Remember Flash, you dinosaurs?

There are many reasons why flash failed big time. It was hard for developers to stay on track with ActionScript (Flash’s own scripting language) when it switched from version one to two and finally three. Adobe had a strong feeling of invincibility around 2000 and wasn’t afraid to turn away developers who didn’t like ActionScript 2. At the same time, Adobe didn’t invest enough resources to compete with successful open source software and failed to make Flash safe and reliable.
When Apple announced to not support Flash on iOS devices they justified that with Flash’s proprietary approach and lack of control over what it does to the operating system. Okay, hearing that from Apple, the masters of proprietary, is kind of weird, but true nonetheless.
And finally, the web has become more readable. Delivering content through an API or a feed of some sort becomes more important, and that is something Flash can not provide. So all odds are against Flash—even though it had some great advantages at a very early state: Vectors and multimedia, 3D and a great WYSIWYG interface for designers. But in the end it will vanish.


And what about those Flash coders? Only ten years ago, Flash coders were highly paid specialists. But today they hardly find any use for their art. But they still are in the business. Not as Flashers, but as a JavaScript coders, Angular specialists or a development team leaders. The long years they spent with broadening or deepening their skills were not in vain. They had the opportunity to build up a pool of experience, they can use in multiple ways—coding, coaching or consulting.

Sure it is a tough decision to leave the comfort zone of the tool you thoroughly know, but it might be inevitable.

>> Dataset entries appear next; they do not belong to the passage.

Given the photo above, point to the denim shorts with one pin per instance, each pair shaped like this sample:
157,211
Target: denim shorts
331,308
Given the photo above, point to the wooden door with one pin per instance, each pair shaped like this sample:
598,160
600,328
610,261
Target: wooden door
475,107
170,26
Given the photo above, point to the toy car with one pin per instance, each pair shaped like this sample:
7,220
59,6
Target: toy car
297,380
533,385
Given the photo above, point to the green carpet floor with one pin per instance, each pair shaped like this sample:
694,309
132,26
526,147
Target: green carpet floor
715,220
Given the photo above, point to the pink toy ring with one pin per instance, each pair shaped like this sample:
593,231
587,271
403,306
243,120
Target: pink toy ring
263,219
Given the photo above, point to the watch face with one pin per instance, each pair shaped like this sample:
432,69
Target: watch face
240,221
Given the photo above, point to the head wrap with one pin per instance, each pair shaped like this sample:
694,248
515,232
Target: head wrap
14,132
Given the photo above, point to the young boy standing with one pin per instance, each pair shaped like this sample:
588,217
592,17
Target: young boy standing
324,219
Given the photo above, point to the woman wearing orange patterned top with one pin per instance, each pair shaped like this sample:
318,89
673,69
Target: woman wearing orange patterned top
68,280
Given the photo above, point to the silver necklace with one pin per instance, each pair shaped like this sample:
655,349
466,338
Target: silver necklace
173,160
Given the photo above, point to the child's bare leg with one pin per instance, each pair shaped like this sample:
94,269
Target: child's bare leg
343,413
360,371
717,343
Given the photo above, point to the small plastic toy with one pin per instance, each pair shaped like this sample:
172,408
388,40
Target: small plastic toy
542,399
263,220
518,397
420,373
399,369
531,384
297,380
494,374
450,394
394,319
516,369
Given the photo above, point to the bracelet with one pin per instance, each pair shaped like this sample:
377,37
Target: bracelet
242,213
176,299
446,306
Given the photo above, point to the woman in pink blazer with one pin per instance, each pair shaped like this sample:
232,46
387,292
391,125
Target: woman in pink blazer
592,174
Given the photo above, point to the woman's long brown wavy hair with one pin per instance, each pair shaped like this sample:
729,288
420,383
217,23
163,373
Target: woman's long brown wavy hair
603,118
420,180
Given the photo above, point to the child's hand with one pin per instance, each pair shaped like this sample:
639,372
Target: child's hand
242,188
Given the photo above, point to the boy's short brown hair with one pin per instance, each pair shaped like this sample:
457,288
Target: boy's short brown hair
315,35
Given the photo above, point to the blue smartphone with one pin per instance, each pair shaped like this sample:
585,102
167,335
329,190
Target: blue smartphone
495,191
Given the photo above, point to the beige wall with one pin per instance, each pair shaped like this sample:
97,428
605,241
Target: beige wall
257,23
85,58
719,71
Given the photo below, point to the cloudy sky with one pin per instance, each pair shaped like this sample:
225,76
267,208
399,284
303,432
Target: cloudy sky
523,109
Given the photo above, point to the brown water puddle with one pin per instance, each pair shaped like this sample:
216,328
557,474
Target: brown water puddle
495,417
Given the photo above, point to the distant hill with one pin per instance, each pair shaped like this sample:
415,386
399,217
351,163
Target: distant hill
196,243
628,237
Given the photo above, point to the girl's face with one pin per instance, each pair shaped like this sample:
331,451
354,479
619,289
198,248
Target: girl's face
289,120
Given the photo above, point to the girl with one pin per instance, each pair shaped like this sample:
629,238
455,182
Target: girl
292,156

How does that relate to designers?

It seems like design may be the next sheep to be laughtered. And designers—visual designers in particular, but coding designers as well—may be out of business sooner or later. But at the same time Design Thinking is a big buzz word. Here’s a nice quote from Steve Jobs I found at creativityatwork:

Most people make the mistake of thinking design is what it looks like. People think it’s this veneer—that the designers are handed this box and told, ‘Make it look good!’ That’s not what we think design is. It’s not just what it looks like and feels like. Design is how it works. Steve Jobs

Okay, designers may one day not be needed as cooks for eye candy or as the Photoshop guys. But designers still got a unique way of thinking and planning and coming up with unpredictable ideas. They have a sense for the right tone and for a less-is-more attitude. They walk through there everyday life and spot common impediments everyone else just got used to. They know a great user experience from a revenue driven sales approach. They understand that there is a tiny but massive difference between a product you need and a product you love. These are all must have skills for a brand to succeed in a service driven market. And designers are experienced in thinking this way.


Grab your skills and run

There really is no need to fear the end of the designer. Yes, not all designers will work as creators of icon families or corporate fonts or illustrators. And, yes, the job is changing. But staying ahead of the time, and knowing the zeitgeist has always been a core competence of creatives. That is the expertise you should hold on to. Grab it and run from the golden ratio and the perfect code. Learn to educate your clients and express your ideas. Learn to know your clients and to take them with you. You can utilize all your experience and talent to equip your client with the best design possible and at the same time make working with you a pleasant experience. Thoroughly developing the best solution possible—even with using frameworks, pre-designed material and established methods—is a demanding task for a talented designer. Just as much as designing every bit and peace of the artwork can be.

Of course, you still have the choice to stick to the way of the classical designer. You can keep on designing visually but you need to be really good to be hired to do that. Or you can try to make a living on stock graphics. That may all be a fulfilling and lucrative profession—even though competition is going to be tight—but the times when that was the usual job of a designer seem to have gone.